Results: For study one, utilizing a multinomial logistic regression, guilt was found to significantly interact with internalized stigma; those with higher levels of guilt had decreased odds of group membership to a positive problematic alcohol or positive problematic alcohol and drug screen. The main effects of enacted- and internalized-stigma and guilt additionally significantly predicted group membership to positive problematic categories of substance use screens. For study two, a multiple regression analysis was conducted along with contextualizing the findings with participant narratives. Guilt significantly moderated the relationship between enacted stigma and help-seeking intention; among those with higher levels of guilt enacted stigma was a stronger predictor of help-seeking intention. Participant narratives echoed their experience of various stigma mechanisms, the effects of guilt, and related impacts on help-seeking intention.

Conclusions: Guilt displayed protective behavioral effects by decreased odds of positive screens for disordered substance use and adaptive impacts on help-seeking intention in the presence of stigma.
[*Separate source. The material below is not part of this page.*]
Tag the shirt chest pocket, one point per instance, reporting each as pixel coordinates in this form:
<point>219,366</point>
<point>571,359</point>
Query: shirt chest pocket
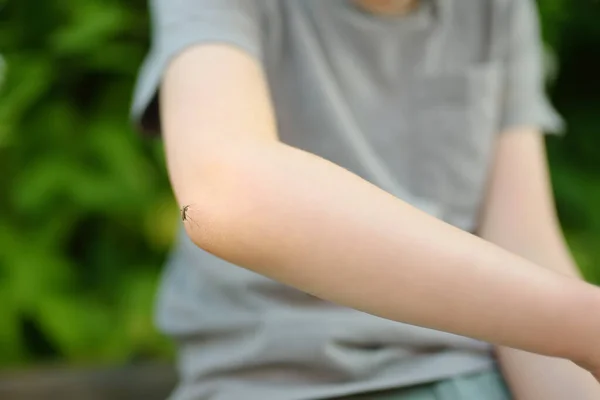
<point>454,121</point>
While anticipated stigma or shame did not predict problematic substance use screens or help-seeking intention, the mechanisms of internalized- and enacted-stigma displayed impacts on both outcomes of disordered use and help-seeking. Implications for public health include continued examination of guilt and the potential benefits of managing baseline guilt among substance using populations as a mechanism for decreased deleterious health outcomes. Also, the need to combat stigma in its various forms is vital and continues to be of utmost importance.